Copywriting Mematikan Bisnis: Hindari 4 Kesalahan Deskripsi Produk yang Bikin Calon Pembeli Kabur!

Dalam dunia Bisnis digital yang serba cepat, deskripsi produk bukan sekadar teks pelengkap — melainkan senjata utama yang bisa menentukan berhasil atau gagalnya penjualan.

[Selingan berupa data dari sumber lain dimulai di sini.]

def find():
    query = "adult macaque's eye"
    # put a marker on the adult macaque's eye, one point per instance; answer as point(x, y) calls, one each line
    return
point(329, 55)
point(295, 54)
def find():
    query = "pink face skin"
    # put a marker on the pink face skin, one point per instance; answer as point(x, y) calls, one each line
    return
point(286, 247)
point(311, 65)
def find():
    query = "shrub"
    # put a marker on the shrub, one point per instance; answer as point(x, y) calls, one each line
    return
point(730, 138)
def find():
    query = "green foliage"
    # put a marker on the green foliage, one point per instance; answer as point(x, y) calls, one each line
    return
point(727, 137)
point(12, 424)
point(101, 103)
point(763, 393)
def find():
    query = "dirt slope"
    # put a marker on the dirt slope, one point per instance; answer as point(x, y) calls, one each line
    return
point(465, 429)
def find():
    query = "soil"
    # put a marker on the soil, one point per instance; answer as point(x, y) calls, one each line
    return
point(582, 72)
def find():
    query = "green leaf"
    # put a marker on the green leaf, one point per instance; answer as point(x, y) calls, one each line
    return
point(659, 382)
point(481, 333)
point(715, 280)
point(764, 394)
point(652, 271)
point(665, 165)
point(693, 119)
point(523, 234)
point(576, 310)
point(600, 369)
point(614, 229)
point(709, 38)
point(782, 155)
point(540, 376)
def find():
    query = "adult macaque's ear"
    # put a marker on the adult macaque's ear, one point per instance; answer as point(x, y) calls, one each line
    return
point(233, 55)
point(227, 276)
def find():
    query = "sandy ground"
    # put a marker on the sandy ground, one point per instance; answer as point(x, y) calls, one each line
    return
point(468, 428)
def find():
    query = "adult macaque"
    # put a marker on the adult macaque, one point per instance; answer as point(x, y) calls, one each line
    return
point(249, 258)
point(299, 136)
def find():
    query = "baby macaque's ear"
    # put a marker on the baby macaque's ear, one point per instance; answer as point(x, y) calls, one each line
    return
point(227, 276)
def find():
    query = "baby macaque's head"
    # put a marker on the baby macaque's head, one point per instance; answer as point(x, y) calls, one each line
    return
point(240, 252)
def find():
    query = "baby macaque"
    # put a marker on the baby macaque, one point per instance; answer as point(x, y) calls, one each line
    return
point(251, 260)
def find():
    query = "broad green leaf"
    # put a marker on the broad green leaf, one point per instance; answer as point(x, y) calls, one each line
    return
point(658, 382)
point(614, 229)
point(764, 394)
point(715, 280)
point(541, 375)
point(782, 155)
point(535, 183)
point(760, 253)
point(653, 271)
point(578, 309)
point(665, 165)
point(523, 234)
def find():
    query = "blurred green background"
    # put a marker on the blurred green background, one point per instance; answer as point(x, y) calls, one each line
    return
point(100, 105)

Alasan Deskripsi Produk Penting Untuk Penjualan Online
Tulisan produk adalah jembatan antara penjual dan konsumen. Copywriting efektif tidak hanya menjelaskan spesifikasi barang, tetapi serta membangun hubungan dengan calon pelanggan. Namun sayangnya, banyak pemilik usaha yang deskripsi produk dengan tergesa, tanpa memperhatikan strategi yang memengaruhi persepsi konsumen. Padahal, melalui tulisan tepat, usaha dapat mengonversi rasa penasaran menjadi transaksi nyata.

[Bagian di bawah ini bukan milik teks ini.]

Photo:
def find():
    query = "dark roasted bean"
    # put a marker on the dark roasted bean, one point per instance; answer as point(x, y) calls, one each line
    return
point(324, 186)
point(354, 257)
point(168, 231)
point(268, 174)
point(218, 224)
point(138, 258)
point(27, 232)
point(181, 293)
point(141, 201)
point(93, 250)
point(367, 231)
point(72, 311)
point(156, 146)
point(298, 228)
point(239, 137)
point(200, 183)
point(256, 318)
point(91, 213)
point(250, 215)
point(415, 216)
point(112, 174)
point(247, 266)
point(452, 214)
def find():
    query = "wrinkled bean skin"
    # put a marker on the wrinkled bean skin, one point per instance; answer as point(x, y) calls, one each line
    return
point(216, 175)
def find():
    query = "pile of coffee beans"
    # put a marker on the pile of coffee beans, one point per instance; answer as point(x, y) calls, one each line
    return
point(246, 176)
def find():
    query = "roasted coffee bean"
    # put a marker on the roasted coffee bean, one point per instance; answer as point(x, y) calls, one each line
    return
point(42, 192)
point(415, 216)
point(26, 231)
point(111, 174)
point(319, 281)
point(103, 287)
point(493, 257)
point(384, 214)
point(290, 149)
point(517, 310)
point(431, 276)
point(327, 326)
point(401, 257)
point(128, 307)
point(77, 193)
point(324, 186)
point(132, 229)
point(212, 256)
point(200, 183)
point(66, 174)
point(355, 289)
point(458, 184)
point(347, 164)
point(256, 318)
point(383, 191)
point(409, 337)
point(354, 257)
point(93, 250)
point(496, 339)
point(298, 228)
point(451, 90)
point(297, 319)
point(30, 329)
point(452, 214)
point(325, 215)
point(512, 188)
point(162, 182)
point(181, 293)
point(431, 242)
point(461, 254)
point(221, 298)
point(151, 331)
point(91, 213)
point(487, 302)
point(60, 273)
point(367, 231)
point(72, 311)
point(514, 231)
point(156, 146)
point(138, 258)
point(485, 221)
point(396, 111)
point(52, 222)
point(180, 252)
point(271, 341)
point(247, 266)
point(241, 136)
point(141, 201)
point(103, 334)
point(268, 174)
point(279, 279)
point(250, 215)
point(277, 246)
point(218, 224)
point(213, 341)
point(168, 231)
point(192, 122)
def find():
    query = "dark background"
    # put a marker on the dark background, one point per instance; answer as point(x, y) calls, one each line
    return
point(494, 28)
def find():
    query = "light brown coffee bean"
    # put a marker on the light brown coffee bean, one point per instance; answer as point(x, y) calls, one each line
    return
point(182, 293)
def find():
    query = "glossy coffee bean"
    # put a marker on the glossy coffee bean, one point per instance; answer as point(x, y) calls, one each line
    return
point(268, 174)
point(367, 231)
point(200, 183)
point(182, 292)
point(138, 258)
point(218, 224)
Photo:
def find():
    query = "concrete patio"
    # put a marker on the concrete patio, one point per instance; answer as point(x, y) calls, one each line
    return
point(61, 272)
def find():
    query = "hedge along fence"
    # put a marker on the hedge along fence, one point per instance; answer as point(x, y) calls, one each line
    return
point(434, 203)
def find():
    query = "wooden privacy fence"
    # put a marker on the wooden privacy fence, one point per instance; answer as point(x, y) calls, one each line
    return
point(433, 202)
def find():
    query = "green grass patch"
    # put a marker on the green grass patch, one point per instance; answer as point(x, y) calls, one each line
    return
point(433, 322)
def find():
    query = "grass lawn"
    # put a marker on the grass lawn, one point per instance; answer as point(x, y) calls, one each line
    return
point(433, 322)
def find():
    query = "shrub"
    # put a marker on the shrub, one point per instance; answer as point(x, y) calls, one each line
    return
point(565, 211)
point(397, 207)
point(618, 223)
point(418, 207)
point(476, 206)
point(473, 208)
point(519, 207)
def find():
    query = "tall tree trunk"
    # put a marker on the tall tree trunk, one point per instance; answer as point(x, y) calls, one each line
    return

4 Kesalahan Sering Terjadi Dalam Menyusun Deskripsi Produk
1. Menulis Penjelasan Biasa Saja
Blunder utama yang terjadi oleh penjual online adalah membuat penjelasan produk terlalu kabur. Pernyataan seperti “produk ini berkualitas tinggi” tidak akan memberikan nilai apa pun untuk calon pelanggan. Sebaliknya, jelaskan dengan spesifik kenapa barang kamu lebih unggul. Contohnya: “Bahan katun premium yang lembut dan menyerap keringat, cocok untuk aktivitas harian maupun kerja di luar ruangan.” Copy seperti itu jauh lebih membangun keyakinan dan mendorong calon pelanggan terbayang pengalaman memakai produk tersebut.
2. Mengabaikan Masalah Calon Pembeli
Kesalahan berikutnya adalah terlalu menekankan tentang barang bukan pada pelanggan. Ingatlah, orang bukan membeli barang, melainkan mereka membeli solusi. Pakai bahasa yang mampu menyentuh emosi pembaca. Alih-alih menyebutkan “produk ini terbuat dari bahan kuat,” cobalah pendekatan seperti “tidak perlu khawatir cepat rusak — produk ini siap menemani aktivitas kamu setiap hari.” Pendekatan macam ini bisa menimbulkan calon pelanggan menganggap barang lebih berarti.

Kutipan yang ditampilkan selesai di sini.